Des réformes de la gouvernance sont également nécessaires. La gouvernance de l’OMS a été établie lors de sa création en 1948, à l’époque où elle était la seule institution disposant d’autorité et d’influence en santé mondiale. Cependant, le paysage a considérablement évolué, notamment dans les années 2000, avec l’émergence de nouveaux acteurs dotés de moyens financiers importants. Il s’agit notamment des instances multilatérales telles que le Fonds mondial de lutte contre le sida, la tuberculose et le paludisme ou l’Alliance mondiale pour les vaccins (GAVI), ainsi que de fondations privées. La société civile et les ONG, représentant les personnes concernées par les maladies et les communautés affectées, sont devenues des partenaires actifs et exigeants des politiques de santé (lire à ce sujet l’article de Stéphanie Tchiombiano).

Les instances de gouvernance de l’OMS, actuellement limitées aux États membres, devraient s’élargir pour intégrer formellement la participation des acteurs non étatiques, tout en restant vigilant quant aux risques de conflits d’intérêts.
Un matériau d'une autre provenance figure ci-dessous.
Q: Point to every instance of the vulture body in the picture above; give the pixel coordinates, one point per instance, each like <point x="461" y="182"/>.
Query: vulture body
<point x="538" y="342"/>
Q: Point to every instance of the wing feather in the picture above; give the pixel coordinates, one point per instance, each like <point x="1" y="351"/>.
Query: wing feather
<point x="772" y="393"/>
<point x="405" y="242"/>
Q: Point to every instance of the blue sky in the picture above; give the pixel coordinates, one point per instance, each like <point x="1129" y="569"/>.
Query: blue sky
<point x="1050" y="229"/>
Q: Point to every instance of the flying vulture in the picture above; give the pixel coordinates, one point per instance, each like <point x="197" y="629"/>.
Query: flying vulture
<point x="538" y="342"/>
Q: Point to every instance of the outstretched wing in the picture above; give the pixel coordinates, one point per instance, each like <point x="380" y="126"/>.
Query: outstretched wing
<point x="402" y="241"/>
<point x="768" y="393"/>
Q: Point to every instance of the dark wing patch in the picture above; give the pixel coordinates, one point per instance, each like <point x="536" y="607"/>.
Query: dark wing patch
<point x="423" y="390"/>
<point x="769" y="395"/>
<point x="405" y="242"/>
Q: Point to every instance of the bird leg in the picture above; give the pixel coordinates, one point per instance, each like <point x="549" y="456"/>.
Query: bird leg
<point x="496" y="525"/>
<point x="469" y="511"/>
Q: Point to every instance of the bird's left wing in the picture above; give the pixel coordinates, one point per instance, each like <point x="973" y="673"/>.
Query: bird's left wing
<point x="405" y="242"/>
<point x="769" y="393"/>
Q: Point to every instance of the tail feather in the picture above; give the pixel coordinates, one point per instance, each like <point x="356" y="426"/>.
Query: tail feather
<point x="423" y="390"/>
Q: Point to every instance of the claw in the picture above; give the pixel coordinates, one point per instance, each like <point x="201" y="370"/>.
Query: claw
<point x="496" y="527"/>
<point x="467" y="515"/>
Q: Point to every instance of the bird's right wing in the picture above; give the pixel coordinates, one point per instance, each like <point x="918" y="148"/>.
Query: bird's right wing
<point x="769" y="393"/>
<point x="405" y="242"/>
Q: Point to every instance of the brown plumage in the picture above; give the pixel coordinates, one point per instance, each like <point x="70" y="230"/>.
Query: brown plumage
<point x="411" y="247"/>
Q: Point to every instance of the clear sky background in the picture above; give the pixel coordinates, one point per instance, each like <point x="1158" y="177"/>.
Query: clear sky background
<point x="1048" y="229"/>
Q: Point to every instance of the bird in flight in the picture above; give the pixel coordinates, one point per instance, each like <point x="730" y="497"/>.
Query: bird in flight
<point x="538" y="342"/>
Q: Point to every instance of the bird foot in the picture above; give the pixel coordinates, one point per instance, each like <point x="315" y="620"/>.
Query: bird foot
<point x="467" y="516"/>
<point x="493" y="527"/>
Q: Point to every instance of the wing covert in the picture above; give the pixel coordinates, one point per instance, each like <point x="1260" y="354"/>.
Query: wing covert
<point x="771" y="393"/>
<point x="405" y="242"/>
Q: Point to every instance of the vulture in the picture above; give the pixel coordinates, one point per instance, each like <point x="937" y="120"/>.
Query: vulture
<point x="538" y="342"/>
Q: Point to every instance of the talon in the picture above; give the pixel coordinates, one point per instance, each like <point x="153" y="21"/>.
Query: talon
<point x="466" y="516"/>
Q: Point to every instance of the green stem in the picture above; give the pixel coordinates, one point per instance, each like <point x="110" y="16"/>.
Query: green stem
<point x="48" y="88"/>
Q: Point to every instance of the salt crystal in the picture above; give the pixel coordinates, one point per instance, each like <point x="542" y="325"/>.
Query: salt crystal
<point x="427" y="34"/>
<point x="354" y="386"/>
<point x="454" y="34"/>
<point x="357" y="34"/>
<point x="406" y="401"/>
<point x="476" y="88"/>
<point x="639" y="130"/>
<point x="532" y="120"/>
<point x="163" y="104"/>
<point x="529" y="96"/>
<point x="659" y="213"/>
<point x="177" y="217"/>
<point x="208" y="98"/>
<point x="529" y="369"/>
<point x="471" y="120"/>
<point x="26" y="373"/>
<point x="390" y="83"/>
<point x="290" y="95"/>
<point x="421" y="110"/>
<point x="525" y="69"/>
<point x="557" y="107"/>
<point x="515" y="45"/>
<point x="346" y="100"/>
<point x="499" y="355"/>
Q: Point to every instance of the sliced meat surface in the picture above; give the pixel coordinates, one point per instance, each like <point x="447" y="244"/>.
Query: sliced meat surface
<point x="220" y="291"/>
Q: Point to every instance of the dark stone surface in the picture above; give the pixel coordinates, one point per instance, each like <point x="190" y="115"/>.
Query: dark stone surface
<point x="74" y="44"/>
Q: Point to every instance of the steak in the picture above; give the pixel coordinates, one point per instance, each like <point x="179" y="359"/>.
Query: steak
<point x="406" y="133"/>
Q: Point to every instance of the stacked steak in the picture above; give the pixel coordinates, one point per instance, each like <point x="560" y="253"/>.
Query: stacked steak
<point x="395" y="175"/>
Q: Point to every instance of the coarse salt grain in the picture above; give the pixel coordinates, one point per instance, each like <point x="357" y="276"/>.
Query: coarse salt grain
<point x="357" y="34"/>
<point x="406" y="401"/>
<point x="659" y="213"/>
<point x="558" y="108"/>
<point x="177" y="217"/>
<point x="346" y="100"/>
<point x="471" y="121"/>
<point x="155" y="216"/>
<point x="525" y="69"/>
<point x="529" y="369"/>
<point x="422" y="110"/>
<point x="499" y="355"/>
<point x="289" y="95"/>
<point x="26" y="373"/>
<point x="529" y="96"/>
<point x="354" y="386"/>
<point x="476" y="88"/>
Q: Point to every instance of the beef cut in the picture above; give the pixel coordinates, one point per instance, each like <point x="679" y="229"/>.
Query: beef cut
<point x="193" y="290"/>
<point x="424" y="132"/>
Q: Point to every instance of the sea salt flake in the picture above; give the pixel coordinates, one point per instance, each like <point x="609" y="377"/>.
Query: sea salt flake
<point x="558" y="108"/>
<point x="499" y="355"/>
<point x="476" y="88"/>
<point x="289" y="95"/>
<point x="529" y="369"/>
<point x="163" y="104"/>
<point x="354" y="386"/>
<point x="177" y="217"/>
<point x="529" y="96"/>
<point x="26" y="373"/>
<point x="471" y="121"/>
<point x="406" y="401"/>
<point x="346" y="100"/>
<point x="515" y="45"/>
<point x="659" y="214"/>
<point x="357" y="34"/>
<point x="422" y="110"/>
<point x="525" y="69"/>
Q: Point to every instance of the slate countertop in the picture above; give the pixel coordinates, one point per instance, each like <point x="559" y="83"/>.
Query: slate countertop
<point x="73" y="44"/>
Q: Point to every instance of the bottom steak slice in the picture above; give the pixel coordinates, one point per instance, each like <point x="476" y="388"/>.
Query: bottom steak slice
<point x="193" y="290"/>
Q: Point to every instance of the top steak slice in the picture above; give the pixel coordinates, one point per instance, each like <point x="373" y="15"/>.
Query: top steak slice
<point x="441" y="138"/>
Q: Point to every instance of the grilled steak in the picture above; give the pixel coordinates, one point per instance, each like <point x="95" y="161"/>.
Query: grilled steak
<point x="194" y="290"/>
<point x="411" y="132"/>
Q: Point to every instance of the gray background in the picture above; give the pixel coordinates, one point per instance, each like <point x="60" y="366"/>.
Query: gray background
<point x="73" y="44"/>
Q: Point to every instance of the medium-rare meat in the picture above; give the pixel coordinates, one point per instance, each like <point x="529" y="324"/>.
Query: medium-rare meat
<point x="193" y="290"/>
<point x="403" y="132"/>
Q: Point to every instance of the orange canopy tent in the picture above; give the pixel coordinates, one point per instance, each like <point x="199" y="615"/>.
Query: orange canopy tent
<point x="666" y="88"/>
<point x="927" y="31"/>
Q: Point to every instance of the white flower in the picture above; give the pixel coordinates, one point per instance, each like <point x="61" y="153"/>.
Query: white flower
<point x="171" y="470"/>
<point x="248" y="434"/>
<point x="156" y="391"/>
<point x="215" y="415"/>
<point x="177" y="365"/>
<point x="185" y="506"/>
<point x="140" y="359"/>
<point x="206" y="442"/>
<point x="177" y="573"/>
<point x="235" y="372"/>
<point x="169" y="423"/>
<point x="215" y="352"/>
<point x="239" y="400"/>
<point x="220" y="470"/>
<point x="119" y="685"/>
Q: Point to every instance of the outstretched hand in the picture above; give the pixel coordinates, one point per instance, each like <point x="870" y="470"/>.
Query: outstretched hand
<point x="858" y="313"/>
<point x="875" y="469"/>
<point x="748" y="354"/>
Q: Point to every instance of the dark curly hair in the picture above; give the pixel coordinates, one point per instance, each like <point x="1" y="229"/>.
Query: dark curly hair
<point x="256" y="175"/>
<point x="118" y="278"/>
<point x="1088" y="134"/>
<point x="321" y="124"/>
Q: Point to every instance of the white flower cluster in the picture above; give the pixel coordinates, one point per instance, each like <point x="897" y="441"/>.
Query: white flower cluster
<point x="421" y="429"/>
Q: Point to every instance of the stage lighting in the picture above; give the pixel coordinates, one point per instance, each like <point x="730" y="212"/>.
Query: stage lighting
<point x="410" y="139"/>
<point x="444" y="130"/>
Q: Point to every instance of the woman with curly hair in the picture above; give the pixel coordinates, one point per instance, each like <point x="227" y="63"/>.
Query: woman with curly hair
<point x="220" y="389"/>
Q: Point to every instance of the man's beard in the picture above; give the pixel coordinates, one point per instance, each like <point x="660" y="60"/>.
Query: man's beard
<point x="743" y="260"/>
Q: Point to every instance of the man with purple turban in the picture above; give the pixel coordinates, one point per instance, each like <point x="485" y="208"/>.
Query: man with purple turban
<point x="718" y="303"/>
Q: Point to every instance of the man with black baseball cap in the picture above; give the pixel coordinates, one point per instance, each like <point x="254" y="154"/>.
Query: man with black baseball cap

De plus, l’OMS souffre de la fragmentation de son leadership entre le siège et les bureaux régionaux, ce qui nuit à l’efficacité de l’organisation et à sa capacité de réponse coordonnée aux crises sanitaires. Les directeurs régionaux, comme le directeur général, sont élus par les États membres, leur conférant une légitimité politique, souvent au détriment de la compétence technique. Une réforme du mode de nomination des directeurs régionaux semble nécessaire, mais sa faisabilité reste très incertaine.

Conclusion

Le retrait des États-Unis de l’OMS marque un tournant critique pour la santé mondiale, remettant en cause les acquis du multilatéralisme dans ce domaine. À court terme, la sécurité sanitaire mondiale est menacée par la rupture des liens entre acteurs de santé publique, à un moment où la coopération internationale est essentielle pour faire face à l’émergence de flambées épidémiques sur tous les continents, y compris aux États-Unis. Le retrait met en lumière et confirme certaines vulnérabilités structurelles de l’organisation et la nécessité de réformes profondes. Le monde a besoin d’une OMS plus forte, dotée d’une gouvernance en phase avec les transformations de la santé mondiale, de sources de financement pérennes et flexibles, et d’une plus grande agilité opérationnelle. Les États membres et les autres acteurs de la santé mondiale doivent unir leurs efforts pour soutenir ces transformations, afin de garantir une réponse coordonnée et efficace aux défis sanitaires futurs. L’avenir de la santé mondiale dépend de la capacité collective à tirer les leçons de cette situation et à construire une OMS plus résiliente et mieux préparée.